One model is not enough, too many models is hard: Technical deep dive

This post is a practical, end-to-end guide to running hundreds to thousands of machine learning models without chaos. It assumes you already know what your models do; the focus here is how to operate them at scale with consistency, traceability, and security.

We'll show how to turn the model lifecycle into an assembly line (define → train → package → deploy → monitor → retrain) using configuration-driven pipelines, versioned artifacts, and GitOps promotion. The goal isn't any specific vendor stack; it's a set of repeatable patterns you can re-create with cloud-native, open tools.

What you'll get in this deep dive:

A repository (repo) layout across five GitHub repositories (models, pipelines, training pipelines, data, deployment), showcasing a working example.
Continuous training that reacts to config or data changes and produces immutable, scannable model artifacts ("ModelCars").
Versioned AI training pipelines, so different models can be linked to different pipeline versions.
Data lineage with dataset versioning for reproducibility and audits.
GitOps deployments: Automatic test deploys and PR-gated promotion to production.

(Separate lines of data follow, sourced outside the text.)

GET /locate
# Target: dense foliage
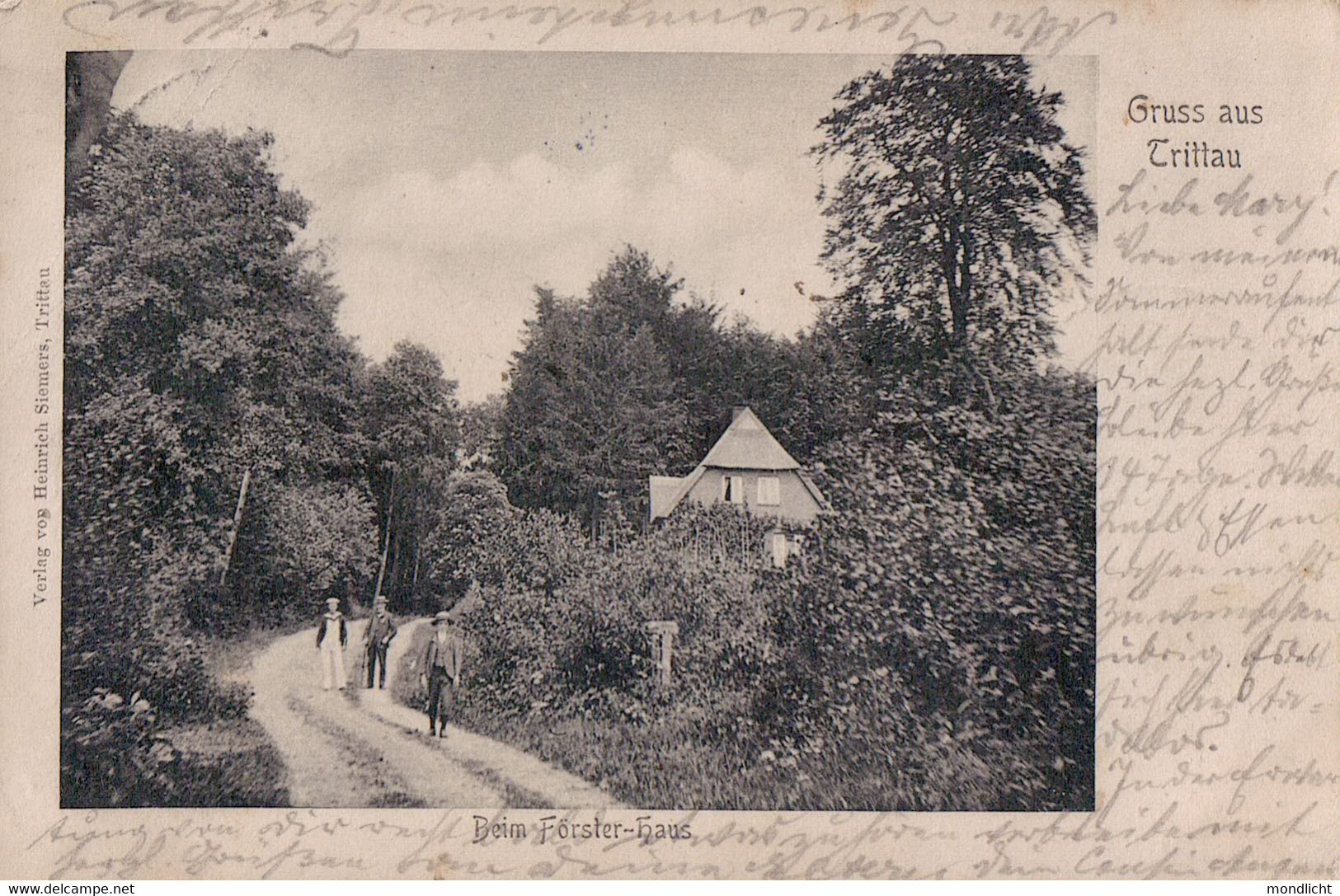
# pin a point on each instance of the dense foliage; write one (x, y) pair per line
(231, 460)
(961, 209)
(214, 457)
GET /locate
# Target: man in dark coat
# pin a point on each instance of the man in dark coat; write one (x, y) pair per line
(381, 630)
(441, 673)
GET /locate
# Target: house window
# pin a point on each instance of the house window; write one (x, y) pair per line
(769, 490)
(733, 489)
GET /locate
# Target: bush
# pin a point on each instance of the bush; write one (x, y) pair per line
(949, 617)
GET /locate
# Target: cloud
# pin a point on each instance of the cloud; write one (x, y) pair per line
(452, 261)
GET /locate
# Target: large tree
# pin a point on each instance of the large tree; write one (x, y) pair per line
(411, 420)
(961, 209)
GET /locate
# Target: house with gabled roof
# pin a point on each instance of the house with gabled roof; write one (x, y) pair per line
(750, 467)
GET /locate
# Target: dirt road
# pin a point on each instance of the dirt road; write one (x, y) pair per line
(358, 748)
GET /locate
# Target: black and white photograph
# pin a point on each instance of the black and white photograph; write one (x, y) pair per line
(578, 430)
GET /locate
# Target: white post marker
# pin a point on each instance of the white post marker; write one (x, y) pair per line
(662, 647)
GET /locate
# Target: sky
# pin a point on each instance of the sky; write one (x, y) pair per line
(448, 185)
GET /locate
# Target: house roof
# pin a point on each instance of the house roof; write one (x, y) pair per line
(748, 445)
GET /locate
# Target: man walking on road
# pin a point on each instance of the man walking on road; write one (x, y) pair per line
(441, 664)
(378, 636)
(331, 636)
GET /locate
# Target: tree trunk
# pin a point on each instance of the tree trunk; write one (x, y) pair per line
(237, 523)
(90, 81)
(392, 581)
(386, 542)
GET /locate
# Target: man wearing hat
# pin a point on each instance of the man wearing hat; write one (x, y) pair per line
(441, 673)
(378, 636)
(332, 645)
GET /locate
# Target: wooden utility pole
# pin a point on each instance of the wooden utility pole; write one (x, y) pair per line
(237, 523)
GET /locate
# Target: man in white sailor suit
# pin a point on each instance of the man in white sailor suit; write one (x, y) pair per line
(330, 639)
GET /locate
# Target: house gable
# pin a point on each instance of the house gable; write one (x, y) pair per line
(746, 453)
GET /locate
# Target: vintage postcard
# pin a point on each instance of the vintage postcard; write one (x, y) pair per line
(666, 439)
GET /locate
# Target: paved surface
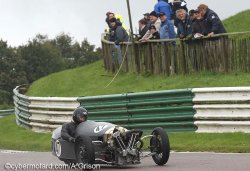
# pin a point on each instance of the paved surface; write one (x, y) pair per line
(177, 162)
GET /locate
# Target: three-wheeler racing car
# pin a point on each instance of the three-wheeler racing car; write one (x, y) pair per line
(110, 144)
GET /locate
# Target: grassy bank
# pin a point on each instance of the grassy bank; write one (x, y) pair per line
(92, 79)
(16, 138)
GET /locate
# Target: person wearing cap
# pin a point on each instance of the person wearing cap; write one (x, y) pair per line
(147, 19)
(184, 27)
(120, 33)
(154, 21)
(68, 131)
(167, 28)
(176, 5)
(198, 25)
(154, 32)
(143, 27)
(163, 6)
(212, 22)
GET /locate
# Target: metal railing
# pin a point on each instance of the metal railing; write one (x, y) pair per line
(221, 53)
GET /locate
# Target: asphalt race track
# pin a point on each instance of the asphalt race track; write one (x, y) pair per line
(177, 162)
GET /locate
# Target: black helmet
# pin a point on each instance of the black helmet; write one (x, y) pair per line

By the end, you'll know exactly how these pieces fit together and how to adapt this pattern to your environment.

For more high-level details on the problem and solution, read part 1 of this two-part blog series.

And if you prefer something more visual, you can see a full walkthrough and demo on YouTube: The MLOps Challenge: Scaling from One Model to Thousands

An assembly line for models

To tackle the challenges of scaling machine learning, we need more than ad-hoc scripts and manual processes. We need a systematic, automated, and transparent approach that treats pipelines and models as first-class citizens.

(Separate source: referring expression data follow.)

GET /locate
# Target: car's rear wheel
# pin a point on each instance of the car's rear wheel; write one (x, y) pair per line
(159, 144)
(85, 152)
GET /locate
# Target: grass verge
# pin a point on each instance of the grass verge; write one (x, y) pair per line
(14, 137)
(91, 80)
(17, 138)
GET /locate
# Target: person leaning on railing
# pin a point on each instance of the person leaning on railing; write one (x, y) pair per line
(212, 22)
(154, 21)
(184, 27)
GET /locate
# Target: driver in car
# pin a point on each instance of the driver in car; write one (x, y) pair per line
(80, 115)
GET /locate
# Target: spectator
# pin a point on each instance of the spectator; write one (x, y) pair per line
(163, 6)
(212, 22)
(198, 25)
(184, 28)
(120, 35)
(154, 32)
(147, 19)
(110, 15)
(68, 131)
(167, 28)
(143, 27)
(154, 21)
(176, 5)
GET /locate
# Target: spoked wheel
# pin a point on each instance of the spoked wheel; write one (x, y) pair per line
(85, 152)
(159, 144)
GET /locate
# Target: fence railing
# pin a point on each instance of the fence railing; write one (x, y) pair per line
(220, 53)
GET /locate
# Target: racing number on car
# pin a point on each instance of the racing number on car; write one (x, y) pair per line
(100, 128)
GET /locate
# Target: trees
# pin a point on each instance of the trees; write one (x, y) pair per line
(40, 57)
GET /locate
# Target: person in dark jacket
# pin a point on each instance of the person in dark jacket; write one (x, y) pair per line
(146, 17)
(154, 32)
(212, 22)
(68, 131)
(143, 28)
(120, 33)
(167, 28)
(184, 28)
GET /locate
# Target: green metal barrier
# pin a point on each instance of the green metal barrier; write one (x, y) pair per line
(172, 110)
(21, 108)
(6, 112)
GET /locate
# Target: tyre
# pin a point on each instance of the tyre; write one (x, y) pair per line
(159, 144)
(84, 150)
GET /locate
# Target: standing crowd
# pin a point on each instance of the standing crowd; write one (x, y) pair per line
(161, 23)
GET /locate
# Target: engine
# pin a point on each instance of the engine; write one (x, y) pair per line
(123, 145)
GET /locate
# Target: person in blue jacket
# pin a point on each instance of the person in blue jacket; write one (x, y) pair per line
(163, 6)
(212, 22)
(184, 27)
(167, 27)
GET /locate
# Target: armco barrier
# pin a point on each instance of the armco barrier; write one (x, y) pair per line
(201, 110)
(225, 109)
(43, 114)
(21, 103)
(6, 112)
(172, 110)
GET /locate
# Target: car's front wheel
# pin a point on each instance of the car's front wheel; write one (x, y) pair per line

Here's what that looks like:

A simple interface for data scientists. Models are defined through lightweight configuration files and Python training pipelines—no Kubernetes deep dives required.
Pipelines as first-class citizens. Every model is built and deployed through a pipeline, ensuring consistency and repeatability.
Versioned training pipelines as custom resources. Each change to a training pipeline is captured as a versioned resource, so we always know what ran, when, and why.
Training pipeline CI/CD. Automated workflows ensure every training pipeline change is tested, validated, and deployed correctly.
Continuous training. Trigger the right training pipeline with the right version whenever new data or configurations arrive.
Built-in governance. Models are scanned, container images are validated, and metadata is pushed to a model registry.
Model registry as a single source of truth. This gives full transparency and traceability across the entire fleet of models.
Data versioning for lineage. Every dataset used for training is versioned, making experiments reproducible and auditable.
Safe, automated deployments. Test deployments happen automatically for quick validation. Production deployments require a pull request and human approval where keeping people in the loop matters.
Models as containers (a.k.a. "ModelCars"). Each model is packaged as an immutable OCI-compliant artifact, enabling consistent deployment, traceability, and security scanning.

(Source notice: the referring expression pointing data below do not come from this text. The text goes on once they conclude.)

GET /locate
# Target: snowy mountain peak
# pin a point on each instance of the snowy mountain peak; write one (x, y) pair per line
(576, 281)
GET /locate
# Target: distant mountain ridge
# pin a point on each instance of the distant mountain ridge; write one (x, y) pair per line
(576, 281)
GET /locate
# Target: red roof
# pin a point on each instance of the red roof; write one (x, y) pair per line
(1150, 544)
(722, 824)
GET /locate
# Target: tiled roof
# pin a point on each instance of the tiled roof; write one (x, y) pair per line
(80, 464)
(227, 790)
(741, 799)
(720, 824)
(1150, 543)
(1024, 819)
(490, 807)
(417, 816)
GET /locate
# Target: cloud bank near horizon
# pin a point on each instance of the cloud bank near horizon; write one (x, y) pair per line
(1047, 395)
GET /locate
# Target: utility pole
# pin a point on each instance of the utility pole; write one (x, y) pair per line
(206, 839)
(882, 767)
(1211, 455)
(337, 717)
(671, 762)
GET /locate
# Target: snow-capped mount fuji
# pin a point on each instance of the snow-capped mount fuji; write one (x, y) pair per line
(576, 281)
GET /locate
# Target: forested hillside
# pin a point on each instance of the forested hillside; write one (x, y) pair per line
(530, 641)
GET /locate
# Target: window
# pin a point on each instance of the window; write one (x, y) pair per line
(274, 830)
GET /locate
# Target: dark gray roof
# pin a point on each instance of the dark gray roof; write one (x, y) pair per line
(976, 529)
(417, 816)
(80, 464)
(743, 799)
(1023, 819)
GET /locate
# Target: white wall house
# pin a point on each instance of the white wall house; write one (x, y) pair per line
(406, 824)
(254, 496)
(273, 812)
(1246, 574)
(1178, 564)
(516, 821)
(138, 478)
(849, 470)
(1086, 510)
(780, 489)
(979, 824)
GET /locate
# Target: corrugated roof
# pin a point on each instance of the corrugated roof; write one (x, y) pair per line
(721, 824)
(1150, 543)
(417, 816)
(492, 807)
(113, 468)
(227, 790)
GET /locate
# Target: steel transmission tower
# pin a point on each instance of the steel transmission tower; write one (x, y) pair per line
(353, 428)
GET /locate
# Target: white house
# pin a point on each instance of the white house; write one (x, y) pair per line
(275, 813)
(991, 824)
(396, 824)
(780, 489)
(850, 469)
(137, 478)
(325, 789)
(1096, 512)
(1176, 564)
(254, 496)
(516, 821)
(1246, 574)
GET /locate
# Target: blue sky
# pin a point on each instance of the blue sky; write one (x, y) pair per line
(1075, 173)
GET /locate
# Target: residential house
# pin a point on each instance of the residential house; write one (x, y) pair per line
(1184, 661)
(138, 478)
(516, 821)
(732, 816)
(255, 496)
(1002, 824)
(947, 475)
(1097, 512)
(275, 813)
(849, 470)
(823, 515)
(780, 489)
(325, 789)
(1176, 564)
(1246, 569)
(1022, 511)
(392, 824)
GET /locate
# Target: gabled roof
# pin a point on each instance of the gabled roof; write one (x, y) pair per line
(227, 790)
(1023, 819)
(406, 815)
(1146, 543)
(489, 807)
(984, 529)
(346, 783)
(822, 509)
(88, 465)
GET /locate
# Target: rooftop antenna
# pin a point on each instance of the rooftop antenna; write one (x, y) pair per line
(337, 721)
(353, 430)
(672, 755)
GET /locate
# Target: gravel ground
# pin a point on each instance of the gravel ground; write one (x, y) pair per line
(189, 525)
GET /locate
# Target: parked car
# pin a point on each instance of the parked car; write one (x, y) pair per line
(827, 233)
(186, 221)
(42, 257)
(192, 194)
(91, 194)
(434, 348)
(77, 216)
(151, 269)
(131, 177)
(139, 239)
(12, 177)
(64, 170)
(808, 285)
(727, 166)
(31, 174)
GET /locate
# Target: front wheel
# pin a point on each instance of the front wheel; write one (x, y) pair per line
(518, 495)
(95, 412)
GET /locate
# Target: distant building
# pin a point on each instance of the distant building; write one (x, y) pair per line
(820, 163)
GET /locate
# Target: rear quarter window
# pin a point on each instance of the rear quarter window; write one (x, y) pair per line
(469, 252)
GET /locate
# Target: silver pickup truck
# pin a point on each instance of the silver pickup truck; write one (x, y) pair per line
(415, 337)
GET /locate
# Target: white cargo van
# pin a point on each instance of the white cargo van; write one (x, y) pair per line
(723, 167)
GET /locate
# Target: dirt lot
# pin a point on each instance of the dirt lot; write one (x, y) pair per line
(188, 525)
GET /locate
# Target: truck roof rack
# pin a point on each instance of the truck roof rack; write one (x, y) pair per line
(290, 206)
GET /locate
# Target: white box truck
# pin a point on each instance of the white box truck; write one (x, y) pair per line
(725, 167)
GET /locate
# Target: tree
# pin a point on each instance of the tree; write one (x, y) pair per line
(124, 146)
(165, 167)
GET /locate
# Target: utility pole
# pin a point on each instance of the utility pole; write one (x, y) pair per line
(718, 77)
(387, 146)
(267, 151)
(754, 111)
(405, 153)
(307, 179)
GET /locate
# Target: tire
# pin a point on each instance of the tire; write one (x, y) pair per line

This approach transforms the messy, manual process of managing models into a streamlined assembly line: define → train → package → deploy → monitor → retrain.

This way, we can keep adding pipelines and models, resulting in a system that scales from one model to thousands without losing control, visibility, or compliance.

Technical architecture: Repos and responsibilities

Now that we've given some background on what we want to do, let's look at the technical flow that makes it all work.

At a high level, the system is built from a set of specialized components working together.

We divided it up into 5 different GitHub repositories:

Model configurations (nine-thousand-models)
Pipelines (nine-thousand-pipeline)
Training pipelines (nine-thousand-kfp)
Data management (nine-thousand-data)
Deployment (nine-thousand-models-gitops)

You can find them all under the nine-thousand-models GitHub organization.

Let's go through them and see what each one does and how they interact with our environment.

Model configurations

This is where the model configurations are stored.

They identify what data the model should use for training, what pipeline should be used to train it, which parameters we send into the pipeline, and what runtime it should be served with.

Here's a small example JSON file:

{
  "data_source": {
    "type": "dvc",
    "dataset": "datasets/churn-predictor/data.parquet",
    "repo_url": "https://github.com/nine-thousand-models/nine-thousand-data",
    "dvc_hash": "5c2145f3f900c69fb20c0af2657b7876"
  },
  "model_name": "churn-predictor-model",
  "kubeflow_pipeline": "classification-training-pipeline",
  "kubeflow_pipeline_version": "classification-training-pipeline-v1.23.0",
  "runtime_name": "tensorflow",
  "model_hyperparameters": {
    "epochs": 1
  }
}

Even though this is a small example, you can see how to extend this approach to gain more flexibility. By adding or adjusting hyperparameters in the JSON file, we can reuse the same training pipeline for many different models with different behaviors or performance characteristics. This also makes it simple for data scientists to define new models or update existing ones whenever needed.

Pipelines

In this repo, we define the pipelines that glue everything together.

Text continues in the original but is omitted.